Yes, kaeela, we were all saddened when the Zae Grey cabin on the Mogollion Rim burned to the ground several years ago. He wrote many of his successful novels there, and he also had a cabin on Oak Creek near Sedona, Arizona. One novel he wrote while in residence there was "The Call of the Canyon."
I like L'Amour a lot too.
I was much impressed with Will James' novels, "Smoky," "Sand" and "The Lone Cowboy."
I have a fair collection of books devoted to the West, fiction and non-fiction. I bought a book titled, "Hopalong Cassidy" by Clarence E. Mulford (because "Hoppy" was my boyhood hero in "B" western films)in a super used book store in Washington, D. C. when I lived there thirty years ago. The book could not find a publisher today. It is fill with racial slurs (aimed primarily at Mexicans) which was rather common in those days I suppose. It was published in 1910.
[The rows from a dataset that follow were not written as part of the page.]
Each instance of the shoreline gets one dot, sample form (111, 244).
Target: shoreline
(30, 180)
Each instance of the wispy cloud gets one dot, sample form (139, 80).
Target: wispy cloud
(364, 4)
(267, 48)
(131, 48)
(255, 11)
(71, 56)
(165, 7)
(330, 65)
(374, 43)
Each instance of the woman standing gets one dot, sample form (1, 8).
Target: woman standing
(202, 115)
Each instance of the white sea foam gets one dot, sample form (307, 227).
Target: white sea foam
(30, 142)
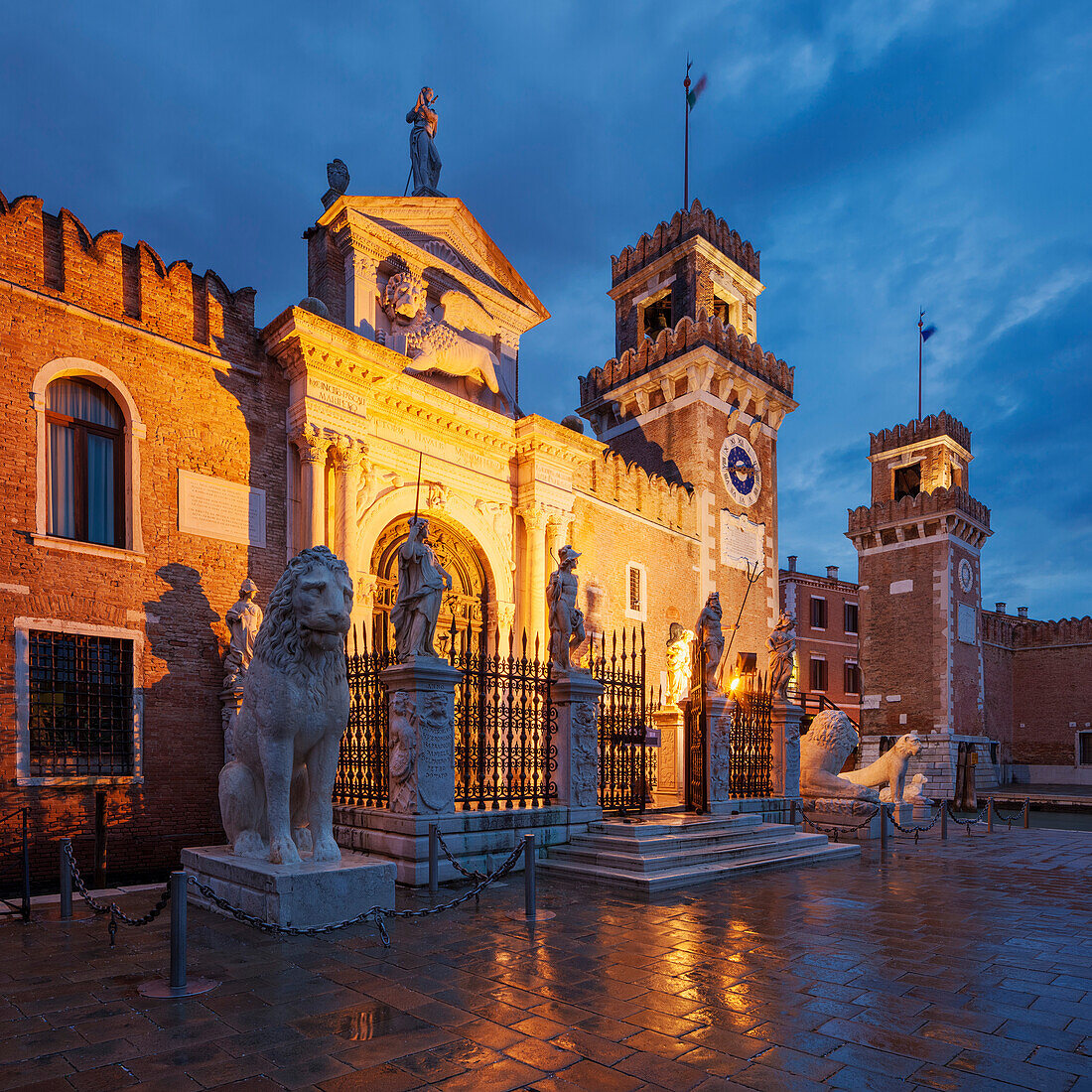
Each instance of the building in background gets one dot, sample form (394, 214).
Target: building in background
(826, 610)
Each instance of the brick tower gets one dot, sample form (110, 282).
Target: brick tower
(690, 395)
(918, 548)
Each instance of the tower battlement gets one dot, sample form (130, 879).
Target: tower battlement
(57, 255)
(683, 226)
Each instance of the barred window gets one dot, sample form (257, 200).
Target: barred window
(80, 705)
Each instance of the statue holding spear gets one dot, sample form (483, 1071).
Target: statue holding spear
(422, 585)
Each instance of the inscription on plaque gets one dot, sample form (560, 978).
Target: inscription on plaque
(217, 509)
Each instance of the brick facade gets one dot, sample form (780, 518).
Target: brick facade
(184, 350)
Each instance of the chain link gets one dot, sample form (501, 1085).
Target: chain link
(117, 914)
(374, 915)
(834, 831)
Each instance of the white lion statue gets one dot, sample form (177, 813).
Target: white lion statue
(295, 708)
(888, 768)
(437, 341)
(823, 751)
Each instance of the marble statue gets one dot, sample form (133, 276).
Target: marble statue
(422, 585)
(782, 645)
(276, 796)
(424, 160)
(679, 655)
(890, 767)
(243, 620)
(566, 618)
(823, 751)
(710, 635)
(436, 339)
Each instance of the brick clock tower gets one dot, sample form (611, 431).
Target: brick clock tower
(918, 547)
(691, 396)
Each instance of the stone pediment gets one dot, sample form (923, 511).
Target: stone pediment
(436, 231)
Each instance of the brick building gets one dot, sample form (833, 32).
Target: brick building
(162, 450)
(826, 610)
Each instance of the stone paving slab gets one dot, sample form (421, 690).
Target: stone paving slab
(964, 964)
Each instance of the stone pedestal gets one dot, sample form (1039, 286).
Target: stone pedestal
(669, 768)
(576, 697)
(421, 697)
(302, 895)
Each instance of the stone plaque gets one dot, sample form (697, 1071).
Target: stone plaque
(219, 509)
(742, 541)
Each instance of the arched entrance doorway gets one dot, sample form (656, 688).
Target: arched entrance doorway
(465, 609)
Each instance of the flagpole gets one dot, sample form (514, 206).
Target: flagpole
(686, 139)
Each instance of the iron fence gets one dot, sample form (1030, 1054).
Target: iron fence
(505, 753)
(362, 772)
(623, 757)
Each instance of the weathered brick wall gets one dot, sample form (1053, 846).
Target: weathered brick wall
(187, 350)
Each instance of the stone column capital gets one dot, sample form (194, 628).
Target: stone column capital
(312, 444)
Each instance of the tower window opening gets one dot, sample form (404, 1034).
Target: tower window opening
(907, 480)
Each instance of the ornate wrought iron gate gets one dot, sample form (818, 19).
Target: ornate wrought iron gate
(623, 759)
(362, 770)
(697, 732)
(504, 751)
(751, 741)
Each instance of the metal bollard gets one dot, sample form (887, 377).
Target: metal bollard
(177, 930)
(528, 877)
(66, 881)
(434, 859)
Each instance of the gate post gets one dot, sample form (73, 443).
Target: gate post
(575, 719)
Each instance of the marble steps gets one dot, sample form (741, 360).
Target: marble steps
(697, 853)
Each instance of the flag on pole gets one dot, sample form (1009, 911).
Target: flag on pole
(691, 95)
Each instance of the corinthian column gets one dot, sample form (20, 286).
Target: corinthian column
(313, 447)
(348, 462)
(533, 585)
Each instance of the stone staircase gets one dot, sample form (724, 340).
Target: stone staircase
(665, 852)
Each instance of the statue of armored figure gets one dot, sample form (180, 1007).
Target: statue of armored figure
(243, 620)
(566, 618)
(424, 159)
(422, 585)
(710, 635)
(679, 666)
(782, 645)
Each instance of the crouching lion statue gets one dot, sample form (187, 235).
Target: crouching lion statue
(823, 751)
(295, 708)
(888, 768)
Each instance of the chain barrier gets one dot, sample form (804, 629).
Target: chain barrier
(965, 823)
(1011, 819)
(374, 915)
(117, 914)
(834, 831)
(477, 876)
(915, 830)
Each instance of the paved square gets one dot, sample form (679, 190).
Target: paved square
(963, 965)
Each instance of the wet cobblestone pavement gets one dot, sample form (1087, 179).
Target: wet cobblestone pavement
(963, 964)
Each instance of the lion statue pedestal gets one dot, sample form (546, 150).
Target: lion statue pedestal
(282, 863)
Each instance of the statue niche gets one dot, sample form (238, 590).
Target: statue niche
(437, 338)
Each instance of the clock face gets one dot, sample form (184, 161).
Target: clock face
(965, 575)
(741, 471)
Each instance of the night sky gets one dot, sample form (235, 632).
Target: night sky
(882, 155)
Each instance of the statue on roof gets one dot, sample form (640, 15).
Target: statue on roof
(424, 160)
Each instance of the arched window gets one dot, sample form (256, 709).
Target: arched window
(84, 447)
For a glimpse of early Arizona life (1880's) I would recommend Martha Summerhayes book, "Vanished Arizona." It is an excellent of frontier life through the eyes of a young woman who married a young second Lt. fresh out of West Point who was stationed to Arizona during most of the turbulent Indian years.
L. H.: thanks for starting this thread! A welcome change from politics.